Why did Dell and HPE shares drop?
Morgan Stanley downgraded the stocks due to concerns about rising memory costs and their impact on earnings.
Tech / Stocks
Shares of Dell Technologies and Hewlett Packard Enterprise (HPE) plummeted on Monday after Morgan Stanley downgraded several computer hardware companies. The downgrades reflect concerns about rising memory costs and their potential impact o...
Morgan Stanley’s downgrade of Dell and HPE reflects broader concerns about the computer hardware sector amid rising memory costs and shifting demand. The analysts pointed to an unprecedented pricing "supercycle," where hyperscalers are driving data center demand, pushing hardware valuations to all-time highs. However, this surge is coupled with rising costs in DRAM and NAND memory, which could significantly pressure hardware manufacturers’ gross margins.

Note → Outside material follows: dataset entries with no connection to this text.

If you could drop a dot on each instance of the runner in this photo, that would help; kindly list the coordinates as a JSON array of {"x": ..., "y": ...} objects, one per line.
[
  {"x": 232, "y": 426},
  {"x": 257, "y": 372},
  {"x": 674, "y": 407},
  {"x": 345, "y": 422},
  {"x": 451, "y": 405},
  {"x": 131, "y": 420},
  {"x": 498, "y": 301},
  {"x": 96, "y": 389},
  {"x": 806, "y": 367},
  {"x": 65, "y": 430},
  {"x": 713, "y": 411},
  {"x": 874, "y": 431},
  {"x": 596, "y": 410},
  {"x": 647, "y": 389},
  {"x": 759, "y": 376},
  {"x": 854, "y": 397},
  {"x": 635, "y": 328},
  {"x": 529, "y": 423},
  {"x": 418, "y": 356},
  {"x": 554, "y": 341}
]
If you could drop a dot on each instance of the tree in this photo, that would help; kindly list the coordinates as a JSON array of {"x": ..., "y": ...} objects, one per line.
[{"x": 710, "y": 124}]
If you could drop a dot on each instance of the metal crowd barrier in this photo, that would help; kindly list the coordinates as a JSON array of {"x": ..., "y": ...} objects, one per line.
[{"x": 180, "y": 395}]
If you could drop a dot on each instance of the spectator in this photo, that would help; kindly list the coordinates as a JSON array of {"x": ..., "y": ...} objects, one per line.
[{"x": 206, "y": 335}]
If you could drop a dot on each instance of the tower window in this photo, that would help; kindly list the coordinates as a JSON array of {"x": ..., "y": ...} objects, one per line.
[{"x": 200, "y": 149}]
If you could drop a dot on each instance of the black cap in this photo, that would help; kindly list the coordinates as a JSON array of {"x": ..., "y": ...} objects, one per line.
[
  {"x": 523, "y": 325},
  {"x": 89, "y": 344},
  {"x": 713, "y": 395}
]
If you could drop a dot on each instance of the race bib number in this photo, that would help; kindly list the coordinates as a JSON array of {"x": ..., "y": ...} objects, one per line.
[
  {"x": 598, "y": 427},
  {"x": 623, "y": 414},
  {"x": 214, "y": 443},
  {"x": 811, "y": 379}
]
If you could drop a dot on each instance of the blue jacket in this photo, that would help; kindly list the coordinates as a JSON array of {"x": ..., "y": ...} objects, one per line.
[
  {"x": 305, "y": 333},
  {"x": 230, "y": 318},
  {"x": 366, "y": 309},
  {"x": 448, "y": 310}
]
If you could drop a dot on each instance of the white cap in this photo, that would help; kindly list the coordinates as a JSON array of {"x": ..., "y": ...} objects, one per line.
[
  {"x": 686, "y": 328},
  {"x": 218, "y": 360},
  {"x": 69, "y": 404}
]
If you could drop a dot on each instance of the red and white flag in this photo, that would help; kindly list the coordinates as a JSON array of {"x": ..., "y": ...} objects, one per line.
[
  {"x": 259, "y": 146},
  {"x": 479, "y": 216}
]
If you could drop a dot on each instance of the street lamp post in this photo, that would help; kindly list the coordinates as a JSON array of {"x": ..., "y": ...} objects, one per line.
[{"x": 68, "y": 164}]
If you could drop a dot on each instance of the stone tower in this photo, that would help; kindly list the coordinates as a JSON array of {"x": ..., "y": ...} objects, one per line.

Dell, in particular, was highlighted as one of the hardware companies most exposed to rising memory costs. The company’s gross margin contracted by 95 to 170 basis points during the last memory cycle. As a major customer of Nvidia, Dell builds computers around AI chips and sells them to end-users like cloud service CoreWeave. The rising costs could weigh on the PC maker's margins over the next 12 to 18 months.
This situation mirrors the memory cycle between 2016 and 2018, where increased device prices could not offset soaring input costs, leading to compressed gross margins for original equipment and design manufacturers. Companies with elevated DRAM exposure, lower pricing power, and narrower margins underperformed peers. Investors are advised to de-risk exposure to global hardware OEMs where memory is a significant input cost.
**How to Prepare:** - Monitor memory prices and their impact on hardware company earnings reports. - Consider diversifying investments to sectors less sensitive to memory cost fluctuations.
**Who This Affects Most:** - Investors holding shares in computer hardware companies like Dell and HPE. - Companies relying on memory-intensive hardware for their operations.
Morgan Stanley downgraded the stocks due to concerns about rising memory costs and their impact on earnings.
DRAM (dynamic random access memory) and NAND (a flash memory) are key components in computer hardware, and their rising prices are squeezing hardware makers' margins.
A pricing "supercycle" is a period of sustained high demand and rising prices, in this case driven by hyperscalers accelerating data center demand.